Installing Metasploit on Linux / macOS
The following script invocation will import the Rapid7 signing key and setup the package for supported Linux and macOS systems:
curl https://raw.githubusercontent.com/rapid7/metasploit-omnibus/master/config/templates/metasploit-framework-wrappers/msfupdate.erb > msfinstall && \
chmod 755 msfinstall && \
./msfinstall
Once installed, you can launch msfconsole as /opt/metasploit-framework/bin/msfconsole
from a terminal window, or depending on your environment, it may already be in your path and you can just run it directly. On first run, a series of prompts will help you setup a database and add Metasploit to your local PATH if it is not already.
These packages integrate into your package manager and can be updated with the msfupdate
command, or with your package manager. On first start, these packages will automatically setup the database or use your existing database.
Linux manual installation
Linux packages are built nightly for .deb (i386, amd64, armhf, arm64) and .rpm (64-bit x86) systems. Debian/Ubuntu packages are available at https://apt.metasploit.com and CentOS/Redhat/Fedora packages are located at https://rpm.metasploit.com.
macOS manual installation
The latest OS X installer package can also be downloaded directly here: https://osx.metasploit.com/metasploitframework-latest.pkg, with the last 8 builds archived at https://osx.metasploit.com/. Simply download and launch the installer to install Metasploit Framework with all of its dependencies.

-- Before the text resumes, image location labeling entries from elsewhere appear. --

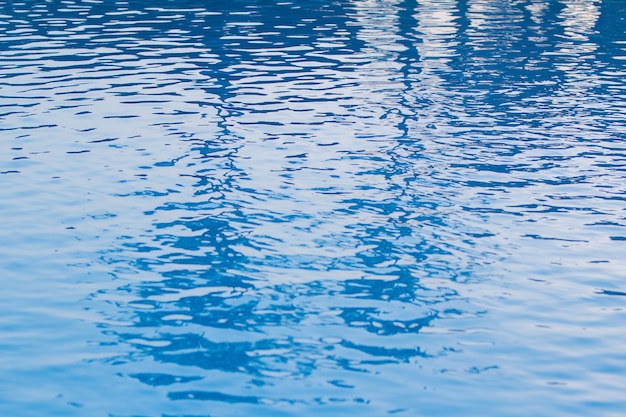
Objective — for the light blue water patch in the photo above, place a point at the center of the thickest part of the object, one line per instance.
(301, 208)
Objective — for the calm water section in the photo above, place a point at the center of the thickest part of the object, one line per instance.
(255, 208)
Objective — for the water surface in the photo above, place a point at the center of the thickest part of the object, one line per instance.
(312, 207)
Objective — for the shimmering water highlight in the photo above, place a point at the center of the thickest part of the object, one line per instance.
(261, 208)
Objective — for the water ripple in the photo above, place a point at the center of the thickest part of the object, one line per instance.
(373, 207)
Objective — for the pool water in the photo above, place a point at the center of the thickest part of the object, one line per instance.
(312, 207)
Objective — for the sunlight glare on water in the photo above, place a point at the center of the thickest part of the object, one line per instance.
(315, 207)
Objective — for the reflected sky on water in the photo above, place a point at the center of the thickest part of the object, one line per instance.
(288, 208)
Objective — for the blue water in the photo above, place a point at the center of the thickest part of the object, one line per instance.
(312, 207)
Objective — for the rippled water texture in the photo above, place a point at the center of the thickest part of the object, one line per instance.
(255, 208)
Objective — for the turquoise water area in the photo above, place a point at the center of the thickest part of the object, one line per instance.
(302, 208)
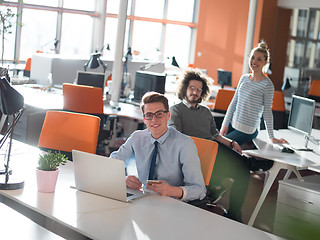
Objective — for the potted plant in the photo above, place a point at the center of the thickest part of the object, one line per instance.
(48, 170)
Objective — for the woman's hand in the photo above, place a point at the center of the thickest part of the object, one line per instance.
(237, 147)
(277, 140)
(224, 130)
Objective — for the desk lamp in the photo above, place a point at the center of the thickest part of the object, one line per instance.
(286, 85)
(95, 62)
(12, 103)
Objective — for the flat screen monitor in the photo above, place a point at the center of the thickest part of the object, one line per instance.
(148, 81)
(224, 78)
(301, 115)
(91, 79)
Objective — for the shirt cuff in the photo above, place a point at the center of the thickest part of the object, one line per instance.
(184, 195)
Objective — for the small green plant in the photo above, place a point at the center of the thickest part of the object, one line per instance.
(51, 160)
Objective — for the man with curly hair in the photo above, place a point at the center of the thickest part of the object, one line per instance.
(193, 119)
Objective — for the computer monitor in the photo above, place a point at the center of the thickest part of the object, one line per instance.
(301, 115)
(224, 78)
(148, 81)
(93, 79)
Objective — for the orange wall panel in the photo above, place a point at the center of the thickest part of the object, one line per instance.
(221, 36)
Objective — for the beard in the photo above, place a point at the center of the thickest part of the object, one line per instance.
(193, 99)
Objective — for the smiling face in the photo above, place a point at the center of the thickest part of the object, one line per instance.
(257, 61)
(194, 91)
(157, 126)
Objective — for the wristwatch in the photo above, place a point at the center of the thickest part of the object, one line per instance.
(231, 144)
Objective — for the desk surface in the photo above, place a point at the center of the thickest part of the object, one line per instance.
(16, 226)
(150, 217)
(38, 97)
(292, 162)
(301, 159)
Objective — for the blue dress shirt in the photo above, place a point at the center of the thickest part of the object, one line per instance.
(177, 161)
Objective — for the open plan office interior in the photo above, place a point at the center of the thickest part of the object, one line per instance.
(129, 47)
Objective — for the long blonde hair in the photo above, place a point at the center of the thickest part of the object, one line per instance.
(263, 48)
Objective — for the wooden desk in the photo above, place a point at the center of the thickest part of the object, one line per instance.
(292, 162)
(78, 215)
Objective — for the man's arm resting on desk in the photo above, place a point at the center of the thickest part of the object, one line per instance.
(165, 189)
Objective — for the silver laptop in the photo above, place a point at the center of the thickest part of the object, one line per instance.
(102, 176)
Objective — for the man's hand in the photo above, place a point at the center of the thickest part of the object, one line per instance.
(224, 130)
(277, 140)
(133, 182)
(237, 147)
(165, 189)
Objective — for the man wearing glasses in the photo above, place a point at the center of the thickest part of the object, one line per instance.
(162, 153)
(196, 120)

Installing Metasploit on Windows
Download the latest Windows installer or view older builds. To install, download the .msi
package, adjust your Antivirus as-needed to ignore c:\metasploit-framework
and execute the installer by right-clicking the installer file and selecting “Run as Administrator”. The msfconsole command and all related tools will be added to the system %PATH%
environment variable.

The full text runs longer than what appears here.